The Art of Active Listening: Improving Communication with your Teenager

The one skill that a parent of a teen needs above all of the others is the ability to listen. This does not mean that you will agree or accept everything they have to say. This simply means that you will listen twice as much as you will speak. When parents listen actively, they send children the message that they are important enough to have the parent’s undivided attention. Many problems can be solved and even prevented when parents take the time to use active listening.
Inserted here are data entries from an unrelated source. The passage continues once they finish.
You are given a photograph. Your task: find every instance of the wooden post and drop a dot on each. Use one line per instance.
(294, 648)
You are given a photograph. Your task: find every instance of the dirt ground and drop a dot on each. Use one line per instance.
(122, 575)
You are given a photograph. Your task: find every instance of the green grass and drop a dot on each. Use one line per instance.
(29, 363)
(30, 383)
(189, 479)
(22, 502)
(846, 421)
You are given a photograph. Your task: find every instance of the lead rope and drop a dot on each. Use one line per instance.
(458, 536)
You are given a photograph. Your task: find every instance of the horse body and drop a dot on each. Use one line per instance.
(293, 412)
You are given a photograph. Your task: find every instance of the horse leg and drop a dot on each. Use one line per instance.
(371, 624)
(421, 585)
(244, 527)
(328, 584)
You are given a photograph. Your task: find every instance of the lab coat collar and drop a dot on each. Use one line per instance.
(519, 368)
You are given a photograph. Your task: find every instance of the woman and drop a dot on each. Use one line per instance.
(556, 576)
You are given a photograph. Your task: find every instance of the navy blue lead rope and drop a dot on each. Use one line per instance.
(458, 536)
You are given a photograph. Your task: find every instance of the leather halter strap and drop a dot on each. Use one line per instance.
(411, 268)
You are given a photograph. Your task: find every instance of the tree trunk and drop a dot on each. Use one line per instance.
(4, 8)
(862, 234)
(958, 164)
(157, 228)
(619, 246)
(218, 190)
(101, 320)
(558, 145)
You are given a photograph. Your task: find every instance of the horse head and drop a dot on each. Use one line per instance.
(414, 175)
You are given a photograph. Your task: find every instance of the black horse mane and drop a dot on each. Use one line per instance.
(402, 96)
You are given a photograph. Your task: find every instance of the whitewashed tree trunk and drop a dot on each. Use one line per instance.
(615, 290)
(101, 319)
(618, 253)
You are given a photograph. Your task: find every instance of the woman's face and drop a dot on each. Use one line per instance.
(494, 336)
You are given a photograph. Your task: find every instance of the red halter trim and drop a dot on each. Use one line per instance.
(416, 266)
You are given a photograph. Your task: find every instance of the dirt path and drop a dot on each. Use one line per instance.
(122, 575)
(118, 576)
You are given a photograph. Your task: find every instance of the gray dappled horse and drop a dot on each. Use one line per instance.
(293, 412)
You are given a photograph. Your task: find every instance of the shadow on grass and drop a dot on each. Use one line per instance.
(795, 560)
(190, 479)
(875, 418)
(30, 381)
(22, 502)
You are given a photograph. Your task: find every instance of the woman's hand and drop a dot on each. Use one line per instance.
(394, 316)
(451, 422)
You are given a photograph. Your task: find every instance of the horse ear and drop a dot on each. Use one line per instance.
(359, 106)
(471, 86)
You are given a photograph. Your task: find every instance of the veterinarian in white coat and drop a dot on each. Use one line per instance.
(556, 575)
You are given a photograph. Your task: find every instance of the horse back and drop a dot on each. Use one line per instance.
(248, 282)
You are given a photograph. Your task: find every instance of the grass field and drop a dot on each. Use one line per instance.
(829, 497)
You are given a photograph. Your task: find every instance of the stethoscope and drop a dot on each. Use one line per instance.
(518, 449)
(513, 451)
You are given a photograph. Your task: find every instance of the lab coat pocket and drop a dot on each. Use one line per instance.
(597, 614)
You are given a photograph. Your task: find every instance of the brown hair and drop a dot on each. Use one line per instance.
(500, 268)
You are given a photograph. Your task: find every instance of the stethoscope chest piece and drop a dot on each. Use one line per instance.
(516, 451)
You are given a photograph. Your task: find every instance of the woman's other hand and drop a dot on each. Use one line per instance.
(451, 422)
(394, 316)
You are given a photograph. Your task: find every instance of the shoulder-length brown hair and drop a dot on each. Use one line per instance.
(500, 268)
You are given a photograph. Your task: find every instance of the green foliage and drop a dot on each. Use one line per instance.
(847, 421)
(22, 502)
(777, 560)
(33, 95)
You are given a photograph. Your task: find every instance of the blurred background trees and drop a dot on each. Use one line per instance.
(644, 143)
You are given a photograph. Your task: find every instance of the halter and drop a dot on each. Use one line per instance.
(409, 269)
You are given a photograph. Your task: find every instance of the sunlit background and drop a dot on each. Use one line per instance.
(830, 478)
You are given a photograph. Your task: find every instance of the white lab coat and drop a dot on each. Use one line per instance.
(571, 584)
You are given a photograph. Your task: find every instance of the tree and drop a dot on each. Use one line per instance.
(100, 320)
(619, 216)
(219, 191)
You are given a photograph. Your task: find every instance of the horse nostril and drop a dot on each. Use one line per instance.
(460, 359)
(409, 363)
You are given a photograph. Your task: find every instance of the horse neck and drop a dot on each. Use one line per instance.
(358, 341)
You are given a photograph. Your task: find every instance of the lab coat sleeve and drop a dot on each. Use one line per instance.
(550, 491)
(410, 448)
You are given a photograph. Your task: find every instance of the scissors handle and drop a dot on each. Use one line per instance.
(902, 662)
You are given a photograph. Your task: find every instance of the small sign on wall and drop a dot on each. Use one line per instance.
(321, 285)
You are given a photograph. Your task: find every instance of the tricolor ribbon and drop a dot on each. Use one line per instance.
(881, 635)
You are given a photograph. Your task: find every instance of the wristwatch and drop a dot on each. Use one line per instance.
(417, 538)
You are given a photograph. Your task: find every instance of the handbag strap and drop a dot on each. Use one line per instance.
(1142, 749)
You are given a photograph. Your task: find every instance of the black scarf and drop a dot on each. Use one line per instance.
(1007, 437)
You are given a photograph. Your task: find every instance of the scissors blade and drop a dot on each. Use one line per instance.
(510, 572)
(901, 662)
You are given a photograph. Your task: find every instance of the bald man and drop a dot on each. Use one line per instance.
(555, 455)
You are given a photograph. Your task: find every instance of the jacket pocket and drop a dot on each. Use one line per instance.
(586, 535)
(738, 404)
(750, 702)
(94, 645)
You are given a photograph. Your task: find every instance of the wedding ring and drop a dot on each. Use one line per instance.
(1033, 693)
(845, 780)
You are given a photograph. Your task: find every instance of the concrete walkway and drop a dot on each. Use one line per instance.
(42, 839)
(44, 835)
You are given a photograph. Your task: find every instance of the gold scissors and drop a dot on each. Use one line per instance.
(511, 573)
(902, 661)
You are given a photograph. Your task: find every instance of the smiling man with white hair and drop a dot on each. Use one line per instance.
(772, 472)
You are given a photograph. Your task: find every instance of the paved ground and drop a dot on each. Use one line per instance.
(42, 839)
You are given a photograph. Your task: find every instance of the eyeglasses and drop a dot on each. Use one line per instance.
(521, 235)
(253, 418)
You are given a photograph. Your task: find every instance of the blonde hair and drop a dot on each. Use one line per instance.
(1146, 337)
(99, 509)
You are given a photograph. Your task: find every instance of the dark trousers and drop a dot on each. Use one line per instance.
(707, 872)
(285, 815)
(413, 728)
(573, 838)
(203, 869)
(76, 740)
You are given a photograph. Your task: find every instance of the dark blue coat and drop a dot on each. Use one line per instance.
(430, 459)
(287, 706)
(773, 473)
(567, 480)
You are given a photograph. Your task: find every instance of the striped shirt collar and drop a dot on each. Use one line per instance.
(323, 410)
Active listening is about focusing and concentrating on the person who is speaking. The method of active listening discourages parents from jumping in with their opinions, solutions, criticisms, and/or orders. Instead, the art of active listening is to stop what you are doing, look at your child, give them your full attention, look and listen for nonverbal messages, listen to what is said rather than trying to figure out how to reply or fix the problem, and then comment (reflectively) on what you think you heard them say. If you need to ask questions, try to avoid dead-end questions, as they tend to lead to a limited range of responses. Questions that are open-ended lead children to describe, explain, or share ideas and will likely extend the conversation. The following example will model how to use active listening:

Teen: I hate math class.
Parent: Mmnn?
Teen: My friends are picking on me in class
Parent: They are picking on you?
Teen: Yes, They keep saying that I am stupid.
Parent: Do you know why they are saying that you are stupid?
Teen: Yes, because I can’t understand the math problems.
Parent: Sounds like you are having problems in math?
Teen: Yes……(tells mother what she/he is having problems with in math)

This parent listened and allowed the teenager to express her feelings about math class and the fact that her peers are making fun of her. This parent did not tell her how to solve the problem nor did the parent deny the teen’s feelings. Instead, the parent encouraged the teen to identify the problem and the feelings associated with the problem.

The results from using active listening will take time and practice and does not produce changes overnight. Usually, each time you and your teen talk, your conversation will get easier if you utilize the art of active listening.